L'esprit fécond du doute

      « Un homme est un homme plus par les choses qu'il tait que par celles qu'il dit » a écrit Camus, illustrant cette incertitude de l'esprit qu'on appelle le doute. Au départ du doute, il y a, bien sûr, l'homme. L'animal ne doute pas: il hésite. L'homme, lui, pense. Il est donc capable d'une remise en question métaphysique. Bref, le propre de l'homme, c'est de douter.

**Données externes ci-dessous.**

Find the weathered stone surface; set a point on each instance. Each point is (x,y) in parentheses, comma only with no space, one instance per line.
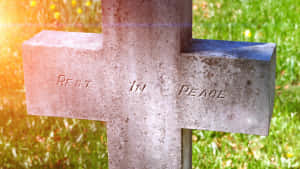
(145,81)
(62,75)
(227,86)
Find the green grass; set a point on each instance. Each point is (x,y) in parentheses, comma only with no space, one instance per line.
(43,142)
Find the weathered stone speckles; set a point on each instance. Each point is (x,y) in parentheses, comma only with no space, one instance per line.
(150,82)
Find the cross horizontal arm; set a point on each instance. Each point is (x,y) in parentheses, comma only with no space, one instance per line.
(65,75)
(227,86)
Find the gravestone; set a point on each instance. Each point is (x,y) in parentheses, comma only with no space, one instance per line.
(150,82)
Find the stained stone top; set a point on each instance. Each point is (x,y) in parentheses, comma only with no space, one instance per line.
(74,40)
(232,49)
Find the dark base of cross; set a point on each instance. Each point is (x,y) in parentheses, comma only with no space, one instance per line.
(150,82)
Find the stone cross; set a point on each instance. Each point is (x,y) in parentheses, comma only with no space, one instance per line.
(150,82)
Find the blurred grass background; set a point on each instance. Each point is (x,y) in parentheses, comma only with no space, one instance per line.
(44,142)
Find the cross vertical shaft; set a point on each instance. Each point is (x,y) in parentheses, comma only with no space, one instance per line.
(142,41)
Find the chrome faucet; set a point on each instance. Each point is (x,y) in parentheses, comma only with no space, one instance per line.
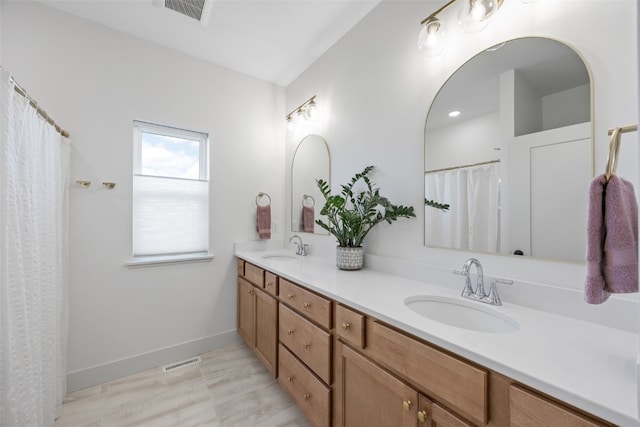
(301,249)
(479,294)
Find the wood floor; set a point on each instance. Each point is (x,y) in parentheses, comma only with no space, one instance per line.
(229,387)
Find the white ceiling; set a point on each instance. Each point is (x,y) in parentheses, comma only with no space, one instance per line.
(274,40)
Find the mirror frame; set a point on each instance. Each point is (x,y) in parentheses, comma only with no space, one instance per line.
(592,139)
(317,230)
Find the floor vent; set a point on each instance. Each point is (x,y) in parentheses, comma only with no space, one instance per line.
(182,364)
(191,8)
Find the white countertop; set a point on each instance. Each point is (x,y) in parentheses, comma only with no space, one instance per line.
(587,365)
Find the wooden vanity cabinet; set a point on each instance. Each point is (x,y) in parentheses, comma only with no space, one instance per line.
(431,414)
(369,395)
(528,409)
(347,369)
(258,319)
(306,344)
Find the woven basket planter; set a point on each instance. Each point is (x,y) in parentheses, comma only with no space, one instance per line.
(348,258)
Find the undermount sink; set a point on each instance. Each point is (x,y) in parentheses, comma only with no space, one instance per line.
(461,313)
(280,257)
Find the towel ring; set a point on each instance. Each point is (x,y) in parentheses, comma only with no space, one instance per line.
(261,194)
(304,199)
(614,150)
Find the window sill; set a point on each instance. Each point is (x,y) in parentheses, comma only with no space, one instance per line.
(152,261)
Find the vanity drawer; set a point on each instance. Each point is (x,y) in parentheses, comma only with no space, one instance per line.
(240,267)
(313,306)
(254,274)
(271,283)
(311,395)
(350,326)
(460,385)
(307,341)
(528,410)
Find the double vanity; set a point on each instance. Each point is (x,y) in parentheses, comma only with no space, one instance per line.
(367,348)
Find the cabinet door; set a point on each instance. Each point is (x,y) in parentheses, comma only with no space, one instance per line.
(530,410)
(246,316)
(266,327)
(370,396)
(431,414)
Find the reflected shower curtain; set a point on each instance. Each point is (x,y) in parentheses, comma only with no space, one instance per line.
(34,167)
(472,221)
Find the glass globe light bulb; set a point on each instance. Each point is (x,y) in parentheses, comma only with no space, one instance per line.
(474,14)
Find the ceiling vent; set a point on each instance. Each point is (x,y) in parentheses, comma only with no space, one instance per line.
(194,9)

      Il y a deux formes de doute. Celui qui mène au refus de l'absurdité du monde et au suicide. Et celui qui consiste à douter de nos connaissances, à cultiver le scepticisme à l'égard du monde extérieur (les philosophes antiques) ou à l'égard de Dieu (le positivisme moderne et l'existentialisme athée). Il marque à la fois une ouverture et une inquiétude. Ce que Raymond Aron appelait « l'esprit fécond du doute ».

      A des années-lumière du doute, la certitude de la toute-puissance a toujours eu comme corollaire immédiat la destruction et l'anéantissement. L'anti-modération du national-socialisme a abouti à la chambre à gaz, et le fanatisme pol-potien au génocide. On pourrait multiplier les exemples. L'erreur première - ahumaine pourrait-on dire - du modèle totalitaire a été de vouloir ériger une seule vérité, la vérité, en dogme d'Etat. Or en psychologie comme en politique ou en logique, il y a des vérités, mais point de vérité.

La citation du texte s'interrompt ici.